Il a indiqué qu’un grand nombre de personnes à bord de la rame étaient des écoliers, qui ont été bousculés alors que la foule se précipitait pour échapper à la boule de feu.

Richard Aylmer-Hall, un autre usager du métro, a affirmé avoir vu plusieurs personnes blessées, apparemment piétinées alors qu’elles tentaient de s’enfuir.

« J’ai vu des femmes en pleurs, il y avait de nombreux cris et des hurlements, il y avait des gens qui se faisaient écraser sur les escaliers qui accédaient à la rue », a dit Aylmer-Hall.

Aux heures de pointe, la rame de métro peut accueillir plus de 800 passagers. Des images aériennes prises suite à l’attentat ont montré les usagers d’autres rames évacuer le long de la voie surélevée.

Le maire de Londres, Sadiq Khan, a déclaré que la ville « condamne absolument ces individus atroces qui tentent d’utiliser le terrorisme pour détruire notre mode de vie ».

La ville de Londres a été visée par des terroristes à plusieurs occasions cette année, avec des attaques à la voiture-bélier meurtrières commises aux abords du Parlement, sur le pont de Londres et à proximité d’une mosquée à Finsbury Park, dans le nord de Londres. De plus, un attentat suicide commis à l’Arena de Manchester avait fait 22 morts le 22 mai.

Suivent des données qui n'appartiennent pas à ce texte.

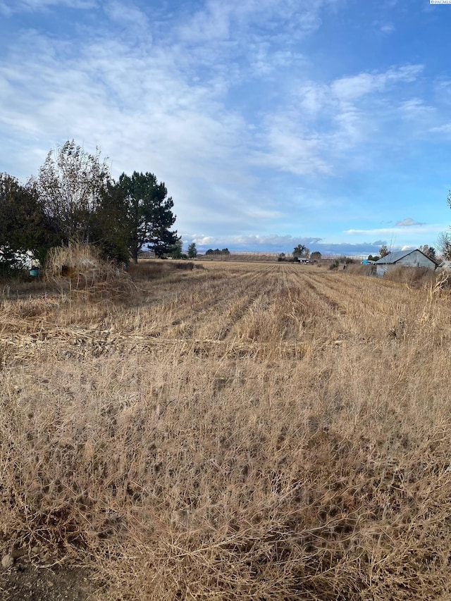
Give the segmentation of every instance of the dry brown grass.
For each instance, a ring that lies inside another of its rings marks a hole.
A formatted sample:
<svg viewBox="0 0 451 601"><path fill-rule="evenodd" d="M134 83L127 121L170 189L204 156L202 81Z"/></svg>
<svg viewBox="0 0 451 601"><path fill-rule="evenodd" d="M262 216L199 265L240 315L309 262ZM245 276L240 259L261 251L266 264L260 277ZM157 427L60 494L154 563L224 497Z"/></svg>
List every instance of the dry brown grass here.
<svg viewBox="0 0 451 601"><path fill-rule="evenodd" d="M449 294L205 266L4 298L0 547L102 599L450 598Z"/></svg>

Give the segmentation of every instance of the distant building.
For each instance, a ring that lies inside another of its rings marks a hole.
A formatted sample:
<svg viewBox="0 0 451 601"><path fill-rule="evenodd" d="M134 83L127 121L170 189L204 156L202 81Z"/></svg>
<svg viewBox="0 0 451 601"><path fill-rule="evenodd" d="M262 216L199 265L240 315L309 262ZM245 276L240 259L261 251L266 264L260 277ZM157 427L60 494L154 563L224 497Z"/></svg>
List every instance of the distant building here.
<svg viewBox="0 0 451 601"><path fill-rule="evenodd" d="M390 252L376 261L376 275L383 278L387 271L394 267L423 267L426 269L435 269L437 261L421 252L421 250L400 250Z"/></svg>

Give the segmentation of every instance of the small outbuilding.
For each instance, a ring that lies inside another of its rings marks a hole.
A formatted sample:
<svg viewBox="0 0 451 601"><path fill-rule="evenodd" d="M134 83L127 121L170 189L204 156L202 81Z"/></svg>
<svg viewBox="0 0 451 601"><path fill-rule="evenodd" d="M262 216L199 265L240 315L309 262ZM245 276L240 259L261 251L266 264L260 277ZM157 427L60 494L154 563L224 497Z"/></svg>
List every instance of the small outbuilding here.
<svg viewBox="0 0 451 601"><path fill-rule="evenodd" d="M394 267L423 267L426 269L435 269L437 261L424 254L421 250L399 250L390 252L376 261L376 275L383 278L387 271Z"/></svg>

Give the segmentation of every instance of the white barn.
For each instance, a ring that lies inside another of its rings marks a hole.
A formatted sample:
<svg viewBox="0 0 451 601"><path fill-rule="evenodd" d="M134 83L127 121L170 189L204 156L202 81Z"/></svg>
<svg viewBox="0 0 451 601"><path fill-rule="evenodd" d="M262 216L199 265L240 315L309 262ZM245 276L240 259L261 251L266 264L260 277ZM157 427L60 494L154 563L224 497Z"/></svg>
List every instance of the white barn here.
<svg viewBox="0 0 451 601"><path fill-rule="evenodd" d="M376 261L376 275L383 278L385 274L393 267L423 267L426 269L435 269L437 267L435 259L424 254L421 250L399 250L390 252Z"/></svg>

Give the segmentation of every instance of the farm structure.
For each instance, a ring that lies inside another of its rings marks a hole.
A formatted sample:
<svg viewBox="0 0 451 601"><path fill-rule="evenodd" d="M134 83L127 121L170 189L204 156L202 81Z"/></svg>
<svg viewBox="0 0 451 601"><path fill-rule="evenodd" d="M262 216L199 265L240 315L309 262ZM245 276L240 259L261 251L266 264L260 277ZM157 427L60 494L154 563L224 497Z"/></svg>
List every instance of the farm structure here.
<svg viewBox="0 0 451 601"><path fill-rule="evenodd" d="M421 250L400 250L390 252L376 261L376 275L383 278L385 273L394 267L423 267L426 269L435 269L437 261L428 256Z"/></svg>

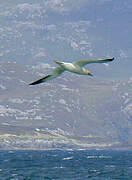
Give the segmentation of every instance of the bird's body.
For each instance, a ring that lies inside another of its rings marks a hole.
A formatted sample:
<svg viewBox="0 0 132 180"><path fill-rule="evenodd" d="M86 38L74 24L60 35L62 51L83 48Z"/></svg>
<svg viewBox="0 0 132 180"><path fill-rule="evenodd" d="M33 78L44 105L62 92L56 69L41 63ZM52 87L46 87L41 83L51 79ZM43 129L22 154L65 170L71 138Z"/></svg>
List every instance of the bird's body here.
<svg viewBox="0 0 132 180"><path fill-rule="evenodd" d="M32 82L29 85L36 85L36 84L40 84L40 83L46 82L48 80L54 79L54 78L60 76L64 71L69 71L69 72L76 73L79 75L92 76L91 72L88 69L84 68L85 65L90 64L90 63L107 63L107 62L110 62L113 60L114 60L114 58L101 59L101 60L80 60L80 61L73 62L73 63L60 62L60 61L56 60L55 62L57 64L59 64L59 66L53 70L52 74L47 75L35 82Z"/></svg>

Le métro de Londres a été pris pour cible plusieurs fois dans le passé, notamment en juillet 2005, lorsque des kamikazes se sont faits exploser à bord de trois rames et d’un bus, faisant 52 morts en plus d’eux-mêmes. Quatre autres kamikazes avaient tenté une attaque similaire quinze jours plus tard mais leurs engins explosifs ne s’étaient pas complètement actionnés.

L’année dernière, Damon Smith, un étudiant porté sur les armes et sur l’extrémisme islamiste, avait laissé un sac à dos rempli d’explosifs et qui contenait un roulement à billes dans le métro de Londres. Le dispositif n’avait pas explosé.

Dans l’édition la plus récente de son magazine, al-Qaida recommande vivement à ses partisans de cibler les trains.

Les autorités britanniques affirment avoir déjoué 19 projets d’attentats depuis le milieu de l’année 2013, dont six depuis les attaques au fourgon et au couteau qui ont eu lieu sur le pont de Westminster et au Parlement au mois de mars qui ont fait cinq morts.

Des techniciens médico-légaux travaillent à côté du métro arrêté à la station Parsons Green située à l'ouest de Londres, le 15 septembre 2017, suite à l'explosion d'un engin artisanal (Crédit : (AFP/Daniel Leal-Olivas)

Des techniciens médico-légaux travaillent à côté du métro arrêté à la station Parsons Green située à l’ouest de Londres, le 15 septembre 2017, suite à l’explosion d’un engin artisanal (Crédit : (AFP/Daniel Leal-Olivas)

Séparément, les autorités en charge de l’anti-terrorisme en France enquêtent sur une tentative d’attentat à l’arme blanche commise contre un soldat qui patrouillait dans le métro parisien.

Le bureau du procureur de Paris a indiqué que les enquêteurs de l’anti-terrorisme ont ouvert une enquête sur l’incident survenu vendredi matin à la station Châtelet, dans le centre de la capitale, sur la base des examens préliminaires des antécédents de l’attaquant.

L’agresseur, doté d’un couteau, a tenté d’attaquer un militaire appartenant à une force spéciale chargée de protéger les sites parisiens majeurs suite à des attentats meurtriers perpétrés par des extrémistes islamiques. L’homme a été rapidement arrêté et personne n’a été blessé.